Lutter contre la haine en ligne
La « responsabilisation des plateformes » est ainsi au cœur des politiques publiques de lutte contre la haine en ligne. Historiquement, les géants du web ont toujours adopté une posture de « plombiers », qui gèrent des « tuyaux » mais ne souhaitent pas intervenir dans la régulation des contenus qui y circulent. Ces entreprises ont trainé des pieds, à de multiples reprises par le passé, pour retirer des contenus haineux, déréférencer des sites, supprimer des posts et des contenus. Si la logique semble s’être inversée depuis les attentats de 2015 et la diffusion de propagande djihadiste sur les réseaux sociaux, la nouvelle posture des plateformes (intervenir davantage, et plus rapidement) s’accompagne également de risques de délégation de pouvoirs de censure des états vers des entreprises privées. En Allemagne, une loi particulièrement contraignante pour les plateformes de réseaux sociaux est entrée en vigueur en janvier 2018. Elle les oblige notamment à retirer les contenus haineux qui leur sont signalés en moins de 24h sous peine d’amendes pouvant atteindre les 50 millions d’euros. L’application de cette loi fait aujourd’hui polémique outre-Rhin dans la mesure où les plateformes sont maintenant accusées d’excès de zèle : elles censureraient des contenus qui ne relèveraient pas de propos illicites, et ceci en toute opacité.

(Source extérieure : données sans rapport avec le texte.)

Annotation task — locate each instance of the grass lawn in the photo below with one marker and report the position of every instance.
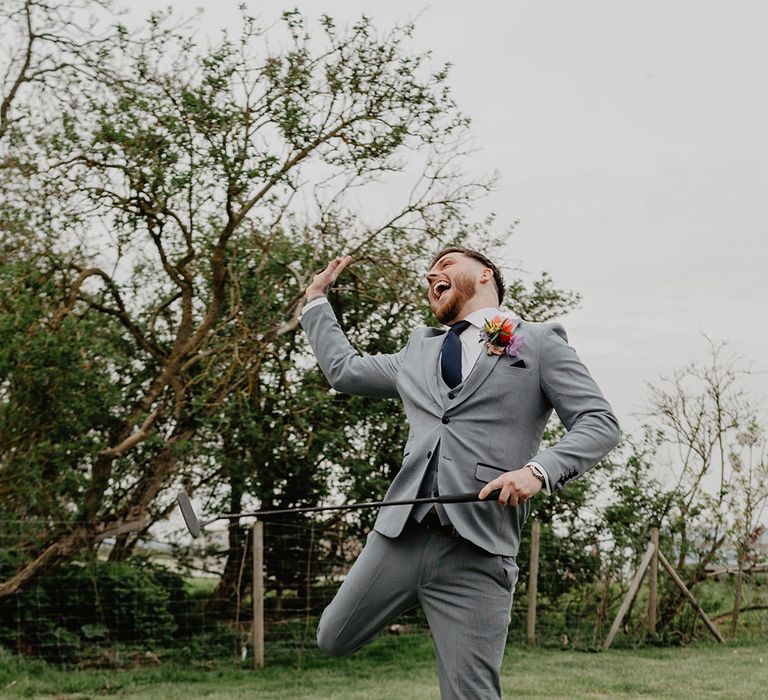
(403, 669)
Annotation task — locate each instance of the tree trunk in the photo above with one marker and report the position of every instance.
(737, 595)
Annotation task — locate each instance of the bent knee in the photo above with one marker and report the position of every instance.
(332, 643)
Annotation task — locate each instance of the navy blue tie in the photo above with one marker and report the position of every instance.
(450, 359)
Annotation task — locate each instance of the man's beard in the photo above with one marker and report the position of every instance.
(462, 290)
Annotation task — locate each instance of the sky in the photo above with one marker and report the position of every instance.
(630, 139)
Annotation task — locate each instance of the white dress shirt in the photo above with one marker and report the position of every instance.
(471, 347)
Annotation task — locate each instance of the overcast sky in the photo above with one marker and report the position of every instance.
(631, 142)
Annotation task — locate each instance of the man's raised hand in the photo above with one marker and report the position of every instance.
(322, 282)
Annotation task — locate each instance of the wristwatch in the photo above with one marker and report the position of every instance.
(537, 473)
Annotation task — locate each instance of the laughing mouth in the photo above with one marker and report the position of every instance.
(440, 288)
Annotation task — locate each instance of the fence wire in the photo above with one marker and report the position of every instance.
(173, 599)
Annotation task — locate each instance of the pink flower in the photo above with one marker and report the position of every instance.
(499, 337)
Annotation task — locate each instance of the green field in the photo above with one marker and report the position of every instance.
(403, 669)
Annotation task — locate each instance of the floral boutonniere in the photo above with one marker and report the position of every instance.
(499, 337)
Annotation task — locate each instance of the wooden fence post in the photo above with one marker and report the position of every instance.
(653, 581)
(258, 595)
(631, 593)
(695, 603)
(533, 582)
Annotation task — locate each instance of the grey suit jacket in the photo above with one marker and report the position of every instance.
(492, 425)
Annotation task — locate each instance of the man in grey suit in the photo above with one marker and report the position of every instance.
(475, 423)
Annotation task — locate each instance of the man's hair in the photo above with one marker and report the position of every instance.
(497, 277)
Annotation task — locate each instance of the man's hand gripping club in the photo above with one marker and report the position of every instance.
(517, 487)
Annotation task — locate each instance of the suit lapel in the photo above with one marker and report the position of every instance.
(479, 373)
(485, 363)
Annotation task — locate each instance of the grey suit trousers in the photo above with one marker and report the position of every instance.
(465, 592)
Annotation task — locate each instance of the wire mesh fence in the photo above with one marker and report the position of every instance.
(171, 598)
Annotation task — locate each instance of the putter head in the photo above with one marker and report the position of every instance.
(188, 513)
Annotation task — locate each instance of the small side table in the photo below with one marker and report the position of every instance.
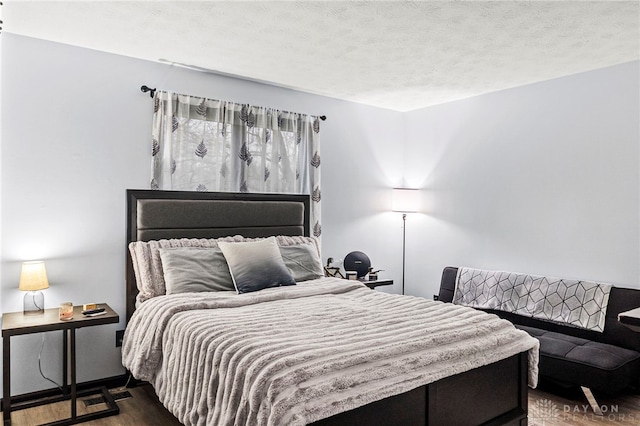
(16, 323)
(630, 319)
(376, 283)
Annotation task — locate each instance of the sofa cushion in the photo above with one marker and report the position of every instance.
(596, 365)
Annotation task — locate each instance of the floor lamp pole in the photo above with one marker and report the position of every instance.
(404, 234)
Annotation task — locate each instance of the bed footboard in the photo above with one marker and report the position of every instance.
(495, 394)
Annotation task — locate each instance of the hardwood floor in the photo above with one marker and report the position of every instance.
(550, 406)
(560, 408)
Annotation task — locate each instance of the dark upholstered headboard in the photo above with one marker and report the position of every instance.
(156, 215)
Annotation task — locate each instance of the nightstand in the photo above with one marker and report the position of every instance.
(376, 283)
(16, 323)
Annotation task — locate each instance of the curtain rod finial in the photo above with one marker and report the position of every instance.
(146, 89)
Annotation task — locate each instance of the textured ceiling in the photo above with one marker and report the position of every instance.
(400, 55)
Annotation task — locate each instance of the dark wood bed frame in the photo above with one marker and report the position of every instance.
(495, 394)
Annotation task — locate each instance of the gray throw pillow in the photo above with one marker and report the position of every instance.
(303, 261)
(256, 265)
(188, 269)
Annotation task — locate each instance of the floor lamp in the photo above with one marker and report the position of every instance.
(404, 200)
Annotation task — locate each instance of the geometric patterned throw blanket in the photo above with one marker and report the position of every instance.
(570, 302)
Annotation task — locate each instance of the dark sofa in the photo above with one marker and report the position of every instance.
(607, 362)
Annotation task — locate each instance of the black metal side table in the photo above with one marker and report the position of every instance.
(16, 323)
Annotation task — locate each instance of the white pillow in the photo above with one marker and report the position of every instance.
(189, 269)
(256, 265)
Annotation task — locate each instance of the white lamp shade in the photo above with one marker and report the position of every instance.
(33, 276)
(405, 200)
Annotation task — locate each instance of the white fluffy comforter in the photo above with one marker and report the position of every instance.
(294, 355)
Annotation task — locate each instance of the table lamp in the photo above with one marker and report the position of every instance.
(404, 200)
(33, 278)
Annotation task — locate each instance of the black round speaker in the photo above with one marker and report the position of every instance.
(357, 261)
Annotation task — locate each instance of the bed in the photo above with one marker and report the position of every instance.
(326, 352)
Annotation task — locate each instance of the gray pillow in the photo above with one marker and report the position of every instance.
(188, 269)
(303, 261)
(256, 265)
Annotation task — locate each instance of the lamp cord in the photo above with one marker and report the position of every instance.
(40, 366)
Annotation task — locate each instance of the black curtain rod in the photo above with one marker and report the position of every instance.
(152, 93)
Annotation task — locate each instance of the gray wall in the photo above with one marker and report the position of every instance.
(75, 134)
(542, 179)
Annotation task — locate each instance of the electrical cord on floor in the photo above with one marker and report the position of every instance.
(40, 366)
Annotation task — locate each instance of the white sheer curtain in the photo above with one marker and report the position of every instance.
(210, 145)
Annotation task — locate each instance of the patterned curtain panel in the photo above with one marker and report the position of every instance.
(209, 145)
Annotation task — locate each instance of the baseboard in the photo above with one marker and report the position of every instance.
(108, 382)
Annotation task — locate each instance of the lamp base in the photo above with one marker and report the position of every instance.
(33, 303)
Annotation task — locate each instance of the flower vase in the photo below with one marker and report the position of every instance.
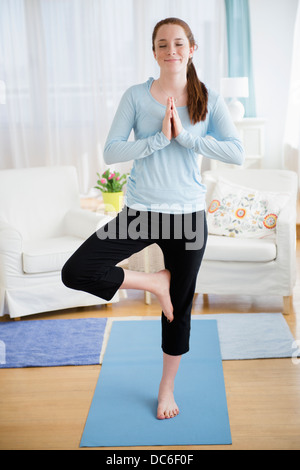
(113, 202)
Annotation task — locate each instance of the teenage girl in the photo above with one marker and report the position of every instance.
(174, 118)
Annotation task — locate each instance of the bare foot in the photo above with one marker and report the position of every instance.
(163, 293)
(167, 407)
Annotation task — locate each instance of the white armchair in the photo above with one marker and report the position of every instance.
(41, 225)
(253, 266)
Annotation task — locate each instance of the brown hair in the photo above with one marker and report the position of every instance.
(197, 91)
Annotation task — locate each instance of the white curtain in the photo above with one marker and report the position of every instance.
(292, 128)
(66, 64)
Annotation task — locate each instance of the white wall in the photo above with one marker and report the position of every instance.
(272, 28)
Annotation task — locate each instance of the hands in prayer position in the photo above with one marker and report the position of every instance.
(171, 124)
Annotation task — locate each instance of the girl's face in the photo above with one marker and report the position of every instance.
(172, 49)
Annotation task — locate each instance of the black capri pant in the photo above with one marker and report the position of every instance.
(182, 239)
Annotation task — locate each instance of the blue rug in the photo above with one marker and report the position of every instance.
(123, 410)
(46, 343)
(253, 335)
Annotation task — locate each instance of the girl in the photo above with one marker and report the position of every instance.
(174, 118)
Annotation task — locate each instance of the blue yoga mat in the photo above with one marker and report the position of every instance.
(123, 409)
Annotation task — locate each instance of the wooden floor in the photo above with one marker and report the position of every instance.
(46, 408)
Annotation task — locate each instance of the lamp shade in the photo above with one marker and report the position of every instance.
(235, 87)
(2, 92)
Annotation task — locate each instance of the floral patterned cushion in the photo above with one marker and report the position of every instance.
(237, 211)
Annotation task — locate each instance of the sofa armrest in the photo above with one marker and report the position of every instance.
(83, 223)
(11, 243)
(286, 240)
(10, 238)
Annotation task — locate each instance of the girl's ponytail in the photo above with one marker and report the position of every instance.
(197, 95)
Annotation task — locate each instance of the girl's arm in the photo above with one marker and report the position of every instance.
(117, 148)
(222, 141)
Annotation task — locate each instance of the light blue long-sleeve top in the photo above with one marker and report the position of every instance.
(165, 175)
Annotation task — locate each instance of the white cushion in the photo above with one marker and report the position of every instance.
(240, 249)
(241, 212)
(48, 255)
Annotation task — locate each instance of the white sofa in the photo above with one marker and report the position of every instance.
(41, 225)
(253, 266)
(239, 266)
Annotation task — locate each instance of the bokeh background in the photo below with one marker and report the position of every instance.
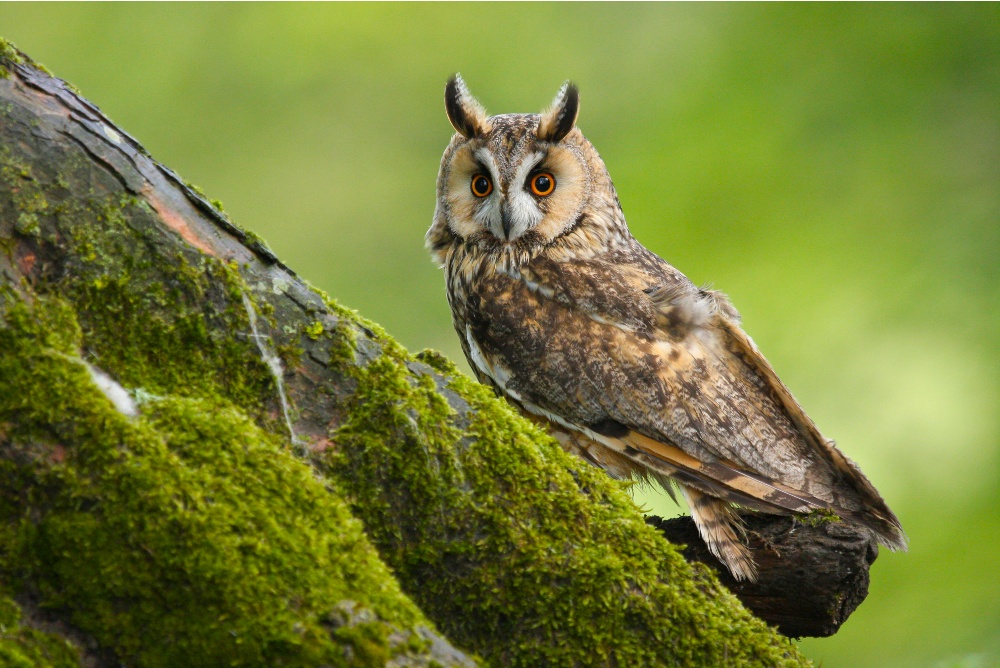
(834, 168)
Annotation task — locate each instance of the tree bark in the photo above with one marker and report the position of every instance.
(183, 420)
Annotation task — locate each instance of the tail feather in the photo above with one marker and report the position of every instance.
(722, 530)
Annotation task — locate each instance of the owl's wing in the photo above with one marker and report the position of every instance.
(636, 357)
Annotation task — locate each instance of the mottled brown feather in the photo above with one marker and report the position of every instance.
(636, 369)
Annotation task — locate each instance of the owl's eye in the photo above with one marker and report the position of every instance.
(543, 184)
(481, 186)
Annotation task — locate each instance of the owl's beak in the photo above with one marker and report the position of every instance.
(506, 220)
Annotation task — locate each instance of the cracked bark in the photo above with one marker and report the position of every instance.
(811, 577)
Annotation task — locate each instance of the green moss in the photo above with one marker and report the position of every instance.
(24, 647)
(315, 330)
(521, 552)
(188, 536)
(166, 322)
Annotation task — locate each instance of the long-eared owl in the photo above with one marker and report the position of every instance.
(635, 369)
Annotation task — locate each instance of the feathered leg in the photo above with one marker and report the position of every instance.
(720, 528)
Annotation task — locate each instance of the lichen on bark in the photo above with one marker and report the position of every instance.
(249, 512)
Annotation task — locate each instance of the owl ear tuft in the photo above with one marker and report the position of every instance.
(557, 122)
(464, 111)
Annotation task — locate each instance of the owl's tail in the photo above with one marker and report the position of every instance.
(722, 530)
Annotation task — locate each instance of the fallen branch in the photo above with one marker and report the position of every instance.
(189, 434)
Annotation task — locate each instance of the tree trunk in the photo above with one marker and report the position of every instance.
(190, 434)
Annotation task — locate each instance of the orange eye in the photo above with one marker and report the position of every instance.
(543, 184)
(481, 186)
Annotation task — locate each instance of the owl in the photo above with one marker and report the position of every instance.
(634, 368)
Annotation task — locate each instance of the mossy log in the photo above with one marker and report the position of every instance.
(205, 461)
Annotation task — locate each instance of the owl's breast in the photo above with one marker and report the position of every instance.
(545, 354)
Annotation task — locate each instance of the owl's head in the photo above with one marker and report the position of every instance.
(515, 182)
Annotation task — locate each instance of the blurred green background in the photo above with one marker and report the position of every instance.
(834, 168)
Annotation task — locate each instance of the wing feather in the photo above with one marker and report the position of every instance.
(585, 343)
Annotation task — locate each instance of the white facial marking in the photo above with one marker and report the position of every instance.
(524, 209)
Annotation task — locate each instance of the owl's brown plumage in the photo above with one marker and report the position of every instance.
(636, 369)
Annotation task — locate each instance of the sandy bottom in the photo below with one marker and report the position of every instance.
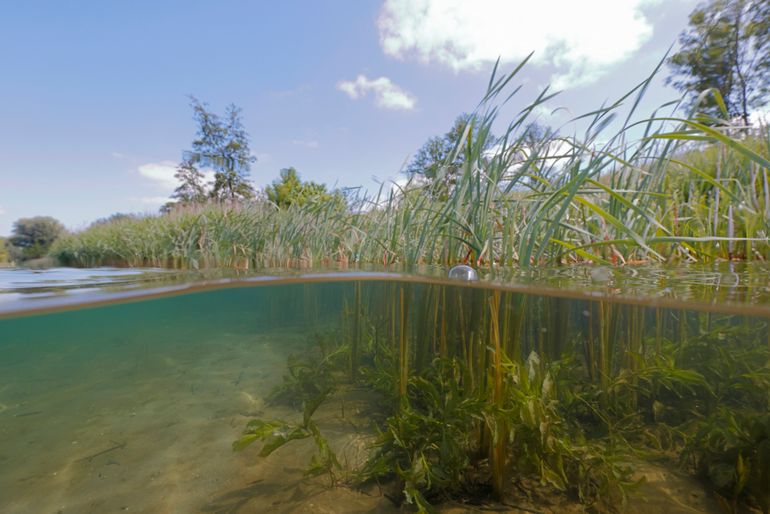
(148, 430)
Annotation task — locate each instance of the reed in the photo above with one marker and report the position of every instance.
(657, 188)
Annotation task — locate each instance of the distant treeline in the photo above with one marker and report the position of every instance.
(685, 189)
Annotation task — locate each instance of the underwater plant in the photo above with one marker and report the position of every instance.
(479, 395)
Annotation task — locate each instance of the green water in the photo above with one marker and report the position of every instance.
(134, 406)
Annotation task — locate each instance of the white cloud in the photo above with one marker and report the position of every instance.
(161, 175)
(155, 201)
(387, 94)
(581, 39)
(313, 145)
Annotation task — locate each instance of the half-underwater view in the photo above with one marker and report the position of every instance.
(386, 256)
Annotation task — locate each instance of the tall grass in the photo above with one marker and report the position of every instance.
(659, 188)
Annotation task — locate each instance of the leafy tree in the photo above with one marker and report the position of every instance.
(32, 237)
(289, 189)
(441, 158)
(4, 256)
(223, 145)
(726, 47)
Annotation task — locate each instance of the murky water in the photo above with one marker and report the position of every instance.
(133, 406)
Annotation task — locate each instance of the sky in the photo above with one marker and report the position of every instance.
(94, 96)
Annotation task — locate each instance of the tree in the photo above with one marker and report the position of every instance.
(441, 158)
(4, 257)
(726, 47)
(290, 190)
(33, 237)
(222, 145)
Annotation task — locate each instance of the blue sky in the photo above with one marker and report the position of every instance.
(94, 111)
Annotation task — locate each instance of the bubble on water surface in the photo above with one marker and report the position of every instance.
(463, 272)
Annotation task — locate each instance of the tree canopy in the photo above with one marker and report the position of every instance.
(726, 47)
(440, 159)
(289, 189)
(33, 237)
(222, 144)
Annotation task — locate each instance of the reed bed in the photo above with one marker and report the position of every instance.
(659, 188)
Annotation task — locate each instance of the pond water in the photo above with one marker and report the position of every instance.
(539, 391)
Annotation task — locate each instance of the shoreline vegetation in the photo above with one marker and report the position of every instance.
(658, 189)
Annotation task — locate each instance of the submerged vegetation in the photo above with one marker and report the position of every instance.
(656, 189)
(482, 395)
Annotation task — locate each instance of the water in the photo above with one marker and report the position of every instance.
(124, 390)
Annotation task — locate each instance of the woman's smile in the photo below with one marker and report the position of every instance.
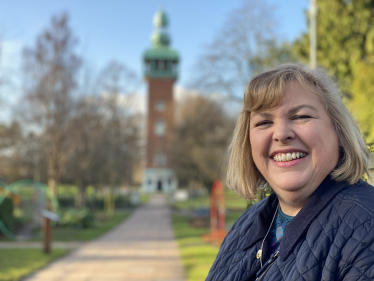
(294, 145)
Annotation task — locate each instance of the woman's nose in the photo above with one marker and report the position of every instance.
(283, 132)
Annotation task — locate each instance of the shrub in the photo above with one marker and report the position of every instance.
(80, 218)
(6, 213)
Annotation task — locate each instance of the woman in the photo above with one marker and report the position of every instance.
(295, 134)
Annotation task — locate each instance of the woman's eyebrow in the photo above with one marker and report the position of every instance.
(297, 108)
(262, 114)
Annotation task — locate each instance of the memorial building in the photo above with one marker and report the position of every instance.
(160, 64)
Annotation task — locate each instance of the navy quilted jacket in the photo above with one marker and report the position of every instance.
(331, 238)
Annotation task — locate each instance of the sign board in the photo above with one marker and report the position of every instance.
(49, 215)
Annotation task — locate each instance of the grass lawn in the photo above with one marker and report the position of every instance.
(197, 255)
(102, 225)
(16, 263)
(232, 201)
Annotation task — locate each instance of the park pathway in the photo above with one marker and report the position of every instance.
(141, 248)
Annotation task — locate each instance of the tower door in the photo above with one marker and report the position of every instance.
(159, 185)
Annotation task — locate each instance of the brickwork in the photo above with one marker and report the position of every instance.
(159, 90)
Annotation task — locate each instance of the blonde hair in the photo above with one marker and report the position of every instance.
(266, 91)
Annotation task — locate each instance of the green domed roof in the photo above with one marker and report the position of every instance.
(160, 39)
(160, 19)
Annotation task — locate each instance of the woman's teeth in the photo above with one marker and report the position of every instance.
(284, 157)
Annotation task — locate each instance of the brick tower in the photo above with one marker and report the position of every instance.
(160, 71)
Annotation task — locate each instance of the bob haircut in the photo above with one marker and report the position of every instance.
(266, 91)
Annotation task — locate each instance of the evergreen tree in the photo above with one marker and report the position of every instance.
(345, 48)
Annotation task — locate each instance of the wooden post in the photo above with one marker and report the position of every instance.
(47, 230)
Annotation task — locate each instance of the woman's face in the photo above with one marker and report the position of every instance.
(294, 145)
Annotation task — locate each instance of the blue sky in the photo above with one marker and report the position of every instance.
(121, 30)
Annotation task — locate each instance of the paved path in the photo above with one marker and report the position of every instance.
(141, 248)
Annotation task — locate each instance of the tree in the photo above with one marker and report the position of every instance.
(345, 48)
(244, 47)
(117, 84)
(202, 134)
(51, 70)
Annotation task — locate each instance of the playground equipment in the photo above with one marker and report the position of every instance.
(217, 215)
(35, 203)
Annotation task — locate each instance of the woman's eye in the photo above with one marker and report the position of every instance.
(299, 117)
(263, 123)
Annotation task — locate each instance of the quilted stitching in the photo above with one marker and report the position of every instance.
(344, 230)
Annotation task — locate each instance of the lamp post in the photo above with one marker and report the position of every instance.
(313, 34)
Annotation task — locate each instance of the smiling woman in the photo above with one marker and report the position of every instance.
(295, 134)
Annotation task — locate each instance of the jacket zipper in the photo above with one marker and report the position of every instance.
(262, 244)
(274, 258)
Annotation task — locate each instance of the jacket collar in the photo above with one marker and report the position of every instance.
(301, 222)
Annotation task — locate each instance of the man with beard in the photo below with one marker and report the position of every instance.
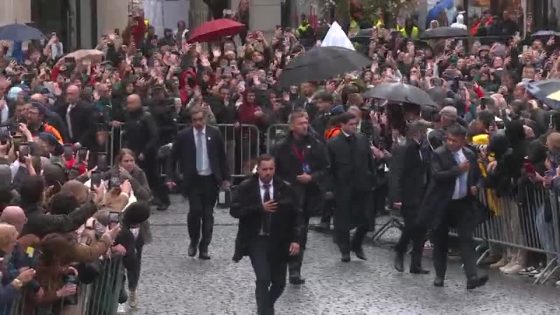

La lutte contre les discours de haine en ligne est un exercice particulièrement périlleux dans la mesure où elle peut rapidement constituer une atteinte aux libertés fondamentales sur internet. Dans ce contexte, lutter contre les contenus illicites doit également s’accompagner d’une protection de la liberté d’information et d’expression des internautes, notamment en obligeant les plateformes à plus de transparence sur leurs pratiques de censure (communiquer sur les contenus retirés et les critères à partir desquels ils sont retirés) et en offrant aux internautes des voies de recours ou de contestation quand leurs contenus sont supprimés. Le récent rapport « Renforcer la lutte contre le racisme et l’antisémitisme sur internet », remis au Premier ministre le 20 septembre dernier, émet des propositions en ce sens. Jusqu’à présent, la lutte contre les propos haineux en ligne repose principalement sur le volontarisme des plateformes, lui-même alimenté par le besoin de protéger leur image de marque. À l’échelle européenne, un code de conduite visant à lutter contre les discours haineux illégaux en ligne a été mis en place en juin 2016. À cette occasion, les principales plateformes ont pris un certain nombre d’engagements, en évitant cependant toute mesure contraignante. La Commission se satisfait pour l’instant de cette situation, qui semble par ailleurs porter ses fruits : d’après une enquête réalisée par ses soins fin 2017, les entreprises signataires retireraient 70% des contenus qui leur sont signalés (contre 59% lors de la précédente enquête, en mai 2017), et dans 81% des cas en moins de 24h.
Une autre piste, qui pourrait s’avérer particulièrement fructueuse mais qui constitue jusqu’à présent le parent pauvre des politiques publiques de régulation des contenus, serait de s’attaquer au marché de la publicité en ligne. En imposant par exemple aux régies publicitaires de rendre publique la liste des sites sur lesquels sont diffusées les publicités des annonceurs, ces derniers seraient incités à refuser que leurs campagnes soient relayées par des sites hébergeant des contenus haineux. De la même façon, les réseaux sociaux pourraient être contraints à davantage de transparence concernant les individus et les organisations qui sponsorisent des contenus douteux via leurs propres régies. Démonétiser les contenus qui propagent des discours de haine pourrait constituer un frein efficace à leur circulation. Ces pistes sont également abordées dans le rapport mentionné plus haut, reste maintenant à savoir si le législateur s’en saisira.
Enfin, la lutte contre les discours de haine ne concerne pas que les plateformes et les pouvoirs publics, il est l’affaire de tous. Des associations ont ainsi entrepris de mettre en place des stratégies de contre-discours sur les réseaux sociaux, visant à mobiliser les internautes témoins de discours de haine à leur porter la contradiction en intervenant dans le débat. La plateforme Seriously portée par le think tank Renaissance Numérique, ou le site Répondre aux préjugés, proposent par exemple aux internautes des banques d’arguments et de statistiques à poster en réponse aux propos racistes, antisémites, homophobes ou misogynes. L’ambition est ici de chercher à occuper l’espace du débat pour délégitimer les contenus haineux aux yeux du public qui assiste aux joutes sans y prendre part. Ces initiatives accompagnent également une nouvelle approche de l’éducation aux médias et à l’information à l’école, visant à promouvoir une « éducation au débat » qui, au-delà de l’évaluation de la pertinence des sources d’information, s’intéresse à leur appropriation par les enfants et les adolescents et aux mécanismes de construction d’opinions collectives dans l’échange.